The Stolen Art Case and the Limits of Formalism
Michael Ramsey

Today the Supreme Court hears argument in  Cassirer v. Thyssen Bornemisza Collection Foundation, which involves an effort to recover a painting seized by the Nazis that ended up in the hands of a Spanish Museum.   The question presented is a technical one:

Whether a federal court hearing state law claims brought under the Foreign Sovereign Immunities Act must apply the forum state’s choice-of-law rules to determine what substantive law governs the claims at issue, or whether it may apply federal common law.

To my mind the answer is blindingly obvious.  The Foreign Sovereign Immunities Act (FSIA), Section 1606, directs that:

As to any claim for relief with respect to which a foreign state is not entitled to immunity under section 1605 or 1607 of this chapter, the foreign state shall be liable in the same manner and to the same extent as a private individual under like circumstances...

The  defendant in Cassirer is a Spanish state-owned entity (the museum) that is defined as a "foreign state" under the FSIA.  It is not entitled to immunity as a result of an exception to immunity under Section 1605.  Therefore, by Section 1606, it "shall be liable in the same manner and to the same extent as a private individual under like circumstances."  No one disputes any of this.

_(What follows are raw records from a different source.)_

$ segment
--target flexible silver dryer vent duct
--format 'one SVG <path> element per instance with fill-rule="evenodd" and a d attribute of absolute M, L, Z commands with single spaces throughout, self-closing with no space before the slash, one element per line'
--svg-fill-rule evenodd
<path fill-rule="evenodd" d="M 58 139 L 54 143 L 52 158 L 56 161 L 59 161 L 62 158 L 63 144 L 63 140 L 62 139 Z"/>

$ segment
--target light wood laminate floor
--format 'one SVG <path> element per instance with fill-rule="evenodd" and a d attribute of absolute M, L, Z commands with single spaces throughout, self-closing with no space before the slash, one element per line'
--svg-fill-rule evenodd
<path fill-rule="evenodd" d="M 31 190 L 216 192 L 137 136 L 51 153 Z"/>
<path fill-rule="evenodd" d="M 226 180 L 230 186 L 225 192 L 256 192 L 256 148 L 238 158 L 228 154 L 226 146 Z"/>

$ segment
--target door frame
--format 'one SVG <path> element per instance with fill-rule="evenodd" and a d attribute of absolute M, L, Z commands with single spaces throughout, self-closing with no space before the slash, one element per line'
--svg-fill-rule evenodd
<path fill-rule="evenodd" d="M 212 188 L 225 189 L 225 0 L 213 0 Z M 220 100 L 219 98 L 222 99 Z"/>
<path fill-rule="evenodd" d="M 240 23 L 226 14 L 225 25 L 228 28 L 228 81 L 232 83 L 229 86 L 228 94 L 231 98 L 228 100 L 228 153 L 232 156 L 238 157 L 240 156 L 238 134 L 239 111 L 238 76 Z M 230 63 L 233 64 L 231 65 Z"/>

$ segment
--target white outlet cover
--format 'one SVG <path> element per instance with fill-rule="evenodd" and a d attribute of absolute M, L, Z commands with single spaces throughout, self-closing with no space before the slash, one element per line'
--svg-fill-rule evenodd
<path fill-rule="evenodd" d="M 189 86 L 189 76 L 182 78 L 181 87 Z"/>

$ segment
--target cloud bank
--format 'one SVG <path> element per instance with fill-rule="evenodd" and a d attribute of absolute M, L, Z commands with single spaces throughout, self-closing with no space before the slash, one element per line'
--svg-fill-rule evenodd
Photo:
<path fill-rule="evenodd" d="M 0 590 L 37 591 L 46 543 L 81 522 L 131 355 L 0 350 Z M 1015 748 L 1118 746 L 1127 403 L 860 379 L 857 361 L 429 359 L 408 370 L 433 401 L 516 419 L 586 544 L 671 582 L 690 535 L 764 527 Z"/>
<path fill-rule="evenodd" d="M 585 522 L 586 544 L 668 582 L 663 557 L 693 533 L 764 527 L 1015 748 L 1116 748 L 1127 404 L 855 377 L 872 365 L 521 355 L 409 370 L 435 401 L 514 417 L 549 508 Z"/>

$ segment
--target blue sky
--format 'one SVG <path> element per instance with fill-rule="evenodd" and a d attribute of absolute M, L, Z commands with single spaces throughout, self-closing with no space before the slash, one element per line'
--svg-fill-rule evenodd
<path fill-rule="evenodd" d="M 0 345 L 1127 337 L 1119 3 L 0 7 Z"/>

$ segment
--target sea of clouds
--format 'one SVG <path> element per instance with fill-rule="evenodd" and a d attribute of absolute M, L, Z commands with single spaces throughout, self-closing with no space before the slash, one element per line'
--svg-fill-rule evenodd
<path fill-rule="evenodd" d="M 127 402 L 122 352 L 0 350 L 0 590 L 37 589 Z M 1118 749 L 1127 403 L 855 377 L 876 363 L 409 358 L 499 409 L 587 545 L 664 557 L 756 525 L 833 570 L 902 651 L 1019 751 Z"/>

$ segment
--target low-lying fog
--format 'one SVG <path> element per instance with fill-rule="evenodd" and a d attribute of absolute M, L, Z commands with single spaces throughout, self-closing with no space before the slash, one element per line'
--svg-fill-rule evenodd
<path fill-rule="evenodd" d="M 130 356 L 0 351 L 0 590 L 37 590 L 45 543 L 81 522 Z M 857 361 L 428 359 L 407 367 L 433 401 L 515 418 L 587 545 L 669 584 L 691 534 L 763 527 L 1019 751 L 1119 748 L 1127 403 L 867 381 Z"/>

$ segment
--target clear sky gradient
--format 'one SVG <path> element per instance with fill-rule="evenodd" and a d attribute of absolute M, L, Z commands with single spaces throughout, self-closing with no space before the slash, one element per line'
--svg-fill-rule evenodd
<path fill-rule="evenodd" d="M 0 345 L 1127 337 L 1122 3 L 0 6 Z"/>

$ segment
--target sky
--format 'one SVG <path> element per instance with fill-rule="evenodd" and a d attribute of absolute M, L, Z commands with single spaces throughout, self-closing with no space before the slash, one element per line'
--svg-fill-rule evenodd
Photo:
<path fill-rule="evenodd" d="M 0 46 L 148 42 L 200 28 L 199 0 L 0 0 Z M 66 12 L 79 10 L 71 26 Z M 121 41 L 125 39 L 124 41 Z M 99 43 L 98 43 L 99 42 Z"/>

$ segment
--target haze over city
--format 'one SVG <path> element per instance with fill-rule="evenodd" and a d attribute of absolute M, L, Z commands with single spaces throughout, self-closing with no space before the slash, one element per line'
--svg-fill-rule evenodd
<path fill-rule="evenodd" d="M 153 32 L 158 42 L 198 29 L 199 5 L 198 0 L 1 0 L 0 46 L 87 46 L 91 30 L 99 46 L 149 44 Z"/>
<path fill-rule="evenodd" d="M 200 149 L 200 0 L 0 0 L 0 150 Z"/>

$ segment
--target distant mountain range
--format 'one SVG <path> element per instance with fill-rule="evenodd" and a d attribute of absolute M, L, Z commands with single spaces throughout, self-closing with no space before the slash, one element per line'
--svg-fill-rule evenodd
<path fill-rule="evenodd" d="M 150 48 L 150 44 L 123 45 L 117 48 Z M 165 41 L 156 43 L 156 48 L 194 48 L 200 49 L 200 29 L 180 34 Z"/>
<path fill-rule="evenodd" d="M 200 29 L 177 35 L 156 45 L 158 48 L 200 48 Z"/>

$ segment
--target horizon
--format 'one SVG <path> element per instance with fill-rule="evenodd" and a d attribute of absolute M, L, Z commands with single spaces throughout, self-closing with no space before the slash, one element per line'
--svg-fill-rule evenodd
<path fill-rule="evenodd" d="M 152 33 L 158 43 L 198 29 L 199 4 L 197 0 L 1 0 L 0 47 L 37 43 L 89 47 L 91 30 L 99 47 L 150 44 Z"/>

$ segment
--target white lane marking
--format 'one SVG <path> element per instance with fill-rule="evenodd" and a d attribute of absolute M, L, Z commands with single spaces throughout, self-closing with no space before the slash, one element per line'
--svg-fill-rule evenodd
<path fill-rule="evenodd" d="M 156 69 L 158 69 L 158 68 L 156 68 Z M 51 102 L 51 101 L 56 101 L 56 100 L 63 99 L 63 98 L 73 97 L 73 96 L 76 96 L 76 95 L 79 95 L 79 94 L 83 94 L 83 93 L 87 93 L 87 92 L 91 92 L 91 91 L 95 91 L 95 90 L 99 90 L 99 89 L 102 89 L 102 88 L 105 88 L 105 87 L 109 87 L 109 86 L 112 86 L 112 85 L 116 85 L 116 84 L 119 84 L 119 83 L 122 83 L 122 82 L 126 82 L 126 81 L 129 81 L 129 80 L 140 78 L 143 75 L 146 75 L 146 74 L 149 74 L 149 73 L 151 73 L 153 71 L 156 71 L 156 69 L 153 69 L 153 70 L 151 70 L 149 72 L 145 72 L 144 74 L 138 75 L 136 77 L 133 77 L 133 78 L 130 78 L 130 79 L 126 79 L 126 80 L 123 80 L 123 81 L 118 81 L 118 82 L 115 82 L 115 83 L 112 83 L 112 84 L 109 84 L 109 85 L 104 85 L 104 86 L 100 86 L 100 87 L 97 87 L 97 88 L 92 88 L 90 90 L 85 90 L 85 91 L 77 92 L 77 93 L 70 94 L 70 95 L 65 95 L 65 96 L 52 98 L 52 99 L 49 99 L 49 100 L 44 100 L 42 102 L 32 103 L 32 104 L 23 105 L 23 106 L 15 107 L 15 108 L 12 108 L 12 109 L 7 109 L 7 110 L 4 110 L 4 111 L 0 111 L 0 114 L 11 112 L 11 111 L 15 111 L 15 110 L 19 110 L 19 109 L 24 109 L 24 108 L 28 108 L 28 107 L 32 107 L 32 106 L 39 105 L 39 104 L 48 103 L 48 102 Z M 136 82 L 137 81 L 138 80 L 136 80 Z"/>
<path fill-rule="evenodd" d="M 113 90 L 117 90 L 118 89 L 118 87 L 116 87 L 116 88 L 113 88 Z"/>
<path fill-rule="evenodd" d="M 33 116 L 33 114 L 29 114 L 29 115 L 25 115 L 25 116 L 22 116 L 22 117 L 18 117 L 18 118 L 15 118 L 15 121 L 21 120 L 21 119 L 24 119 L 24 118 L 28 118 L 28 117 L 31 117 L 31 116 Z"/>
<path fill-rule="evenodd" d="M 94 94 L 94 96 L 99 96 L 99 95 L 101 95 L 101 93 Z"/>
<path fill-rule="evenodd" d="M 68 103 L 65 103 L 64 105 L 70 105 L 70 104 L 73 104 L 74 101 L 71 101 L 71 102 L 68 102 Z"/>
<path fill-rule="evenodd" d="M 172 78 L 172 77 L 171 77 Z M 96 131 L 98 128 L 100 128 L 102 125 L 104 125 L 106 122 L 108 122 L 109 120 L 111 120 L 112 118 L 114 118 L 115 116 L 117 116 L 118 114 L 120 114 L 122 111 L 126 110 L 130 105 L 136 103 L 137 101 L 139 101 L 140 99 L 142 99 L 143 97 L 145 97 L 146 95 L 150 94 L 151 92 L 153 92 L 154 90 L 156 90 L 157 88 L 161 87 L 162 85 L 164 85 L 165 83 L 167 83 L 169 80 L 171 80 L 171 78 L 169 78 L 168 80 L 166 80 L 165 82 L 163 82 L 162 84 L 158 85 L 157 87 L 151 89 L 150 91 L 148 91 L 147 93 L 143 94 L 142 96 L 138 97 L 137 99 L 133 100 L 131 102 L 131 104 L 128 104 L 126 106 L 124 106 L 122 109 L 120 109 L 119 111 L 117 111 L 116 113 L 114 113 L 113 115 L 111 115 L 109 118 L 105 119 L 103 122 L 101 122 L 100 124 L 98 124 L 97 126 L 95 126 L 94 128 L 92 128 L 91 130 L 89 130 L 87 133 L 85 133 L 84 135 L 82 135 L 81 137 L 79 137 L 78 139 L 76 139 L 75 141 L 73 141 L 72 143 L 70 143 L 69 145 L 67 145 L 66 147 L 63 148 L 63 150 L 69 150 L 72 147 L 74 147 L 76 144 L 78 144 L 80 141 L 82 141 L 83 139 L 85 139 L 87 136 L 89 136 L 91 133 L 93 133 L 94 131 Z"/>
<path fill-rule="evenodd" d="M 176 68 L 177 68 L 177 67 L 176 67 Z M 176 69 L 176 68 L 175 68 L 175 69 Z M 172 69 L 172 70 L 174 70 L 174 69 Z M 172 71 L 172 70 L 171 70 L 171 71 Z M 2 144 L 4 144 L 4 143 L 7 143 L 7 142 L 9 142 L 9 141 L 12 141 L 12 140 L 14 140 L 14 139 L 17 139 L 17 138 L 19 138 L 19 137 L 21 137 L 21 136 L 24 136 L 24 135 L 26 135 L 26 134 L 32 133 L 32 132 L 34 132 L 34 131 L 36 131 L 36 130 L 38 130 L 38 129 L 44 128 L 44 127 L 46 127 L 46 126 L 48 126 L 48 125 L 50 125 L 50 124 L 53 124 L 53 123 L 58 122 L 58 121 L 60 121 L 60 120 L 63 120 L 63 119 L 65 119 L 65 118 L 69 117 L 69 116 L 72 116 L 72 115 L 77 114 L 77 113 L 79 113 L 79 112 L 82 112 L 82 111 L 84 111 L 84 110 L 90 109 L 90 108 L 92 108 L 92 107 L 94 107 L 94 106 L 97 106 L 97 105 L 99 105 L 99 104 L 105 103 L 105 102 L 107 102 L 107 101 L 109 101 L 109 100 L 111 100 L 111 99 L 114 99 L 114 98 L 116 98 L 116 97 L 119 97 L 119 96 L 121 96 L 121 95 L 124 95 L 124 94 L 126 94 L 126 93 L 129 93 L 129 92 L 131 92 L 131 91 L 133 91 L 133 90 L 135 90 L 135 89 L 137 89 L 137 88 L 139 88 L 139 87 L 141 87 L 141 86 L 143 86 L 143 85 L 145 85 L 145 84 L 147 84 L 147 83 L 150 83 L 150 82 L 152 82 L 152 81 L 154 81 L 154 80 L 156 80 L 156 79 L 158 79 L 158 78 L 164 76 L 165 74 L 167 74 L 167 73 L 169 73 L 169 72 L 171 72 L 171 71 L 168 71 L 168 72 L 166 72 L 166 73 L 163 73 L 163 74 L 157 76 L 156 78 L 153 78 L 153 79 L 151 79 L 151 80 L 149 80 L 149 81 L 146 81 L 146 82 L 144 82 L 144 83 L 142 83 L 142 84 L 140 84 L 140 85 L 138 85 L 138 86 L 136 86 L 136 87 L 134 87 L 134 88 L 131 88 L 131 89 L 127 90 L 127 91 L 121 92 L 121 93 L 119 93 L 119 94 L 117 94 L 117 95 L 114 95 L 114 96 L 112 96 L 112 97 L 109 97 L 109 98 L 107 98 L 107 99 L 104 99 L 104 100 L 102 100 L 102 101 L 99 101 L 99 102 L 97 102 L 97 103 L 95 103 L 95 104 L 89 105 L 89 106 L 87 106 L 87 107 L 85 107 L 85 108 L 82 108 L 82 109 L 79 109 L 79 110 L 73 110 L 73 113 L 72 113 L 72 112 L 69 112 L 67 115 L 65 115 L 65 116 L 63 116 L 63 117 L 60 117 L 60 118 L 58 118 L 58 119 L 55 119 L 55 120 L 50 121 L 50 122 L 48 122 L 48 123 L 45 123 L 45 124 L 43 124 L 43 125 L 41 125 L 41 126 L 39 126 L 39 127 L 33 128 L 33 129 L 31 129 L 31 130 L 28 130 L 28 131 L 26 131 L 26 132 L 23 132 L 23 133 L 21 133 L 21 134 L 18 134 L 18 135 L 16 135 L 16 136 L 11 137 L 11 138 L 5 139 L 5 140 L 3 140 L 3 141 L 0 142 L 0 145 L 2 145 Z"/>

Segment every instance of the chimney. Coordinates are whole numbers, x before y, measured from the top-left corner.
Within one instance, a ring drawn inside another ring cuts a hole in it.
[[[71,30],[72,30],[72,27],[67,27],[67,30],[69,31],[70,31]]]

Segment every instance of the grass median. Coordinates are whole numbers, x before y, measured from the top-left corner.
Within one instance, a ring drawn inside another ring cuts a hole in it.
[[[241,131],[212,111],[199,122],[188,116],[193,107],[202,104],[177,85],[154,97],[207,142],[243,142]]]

Further, no one disputes that under the Court's longstanding decision in Klaxon v. Stentor Electric Manufacturing Co., a similar suit against a private defendant would be governed by the substantive law chosen by the forum state's choice-of-law rules.  That is, a "private individual under like circumstances" would be governed by the choice of law rules where the suit is heard (here, California).  Thus, it seems (to me) necessarily to follow  that the state-owned defendant in Cassirer should also be governed by the choice of law rules where the suit is heard.  (I joined a law professors' amicus brief, principally written by Professor Zachary Clopton of Northwestern, saying basically that.) 

I'm optimistic that the Supreme Court will agree: the Court has been excellent in following the text of the FSIA in a series of recent cases.  But the fact that the case has gotten as far as it has is not encouraging.  An excellent panel of the Ninth Circuit (Judges Callahan, Bea and Ikuta) held instead that federal common law (meaning them making it up) should govern the choice of law question.

I understand their impulse.  California has absurdly broad choice of law rules that in this case might have applied California law to a dispute about a Spanish defendant's title to a painting seized from its rightful owner (a German) by Germans in Germany, and ultimately acquired by the Spanish defendant from a Swiss citizen in Spain.  Moreover, there may well be serious foreign policy implications were a court to force the Spanish defendant -- which wasn't complicit in or likely even aware of the initial theft -- to give up the painting.

In a formalist world, none of this should matter.  The statute says the same rules apply to a private defendant and a non-immune state defendant.  That's all one should need to know.  But it wasn't enough to make this an easy case (at least so far).  

RELATED:  Will Baude has thoughts on the case here.  He may well be right about some larger concerns, but that doesn't affect my view of this particular case.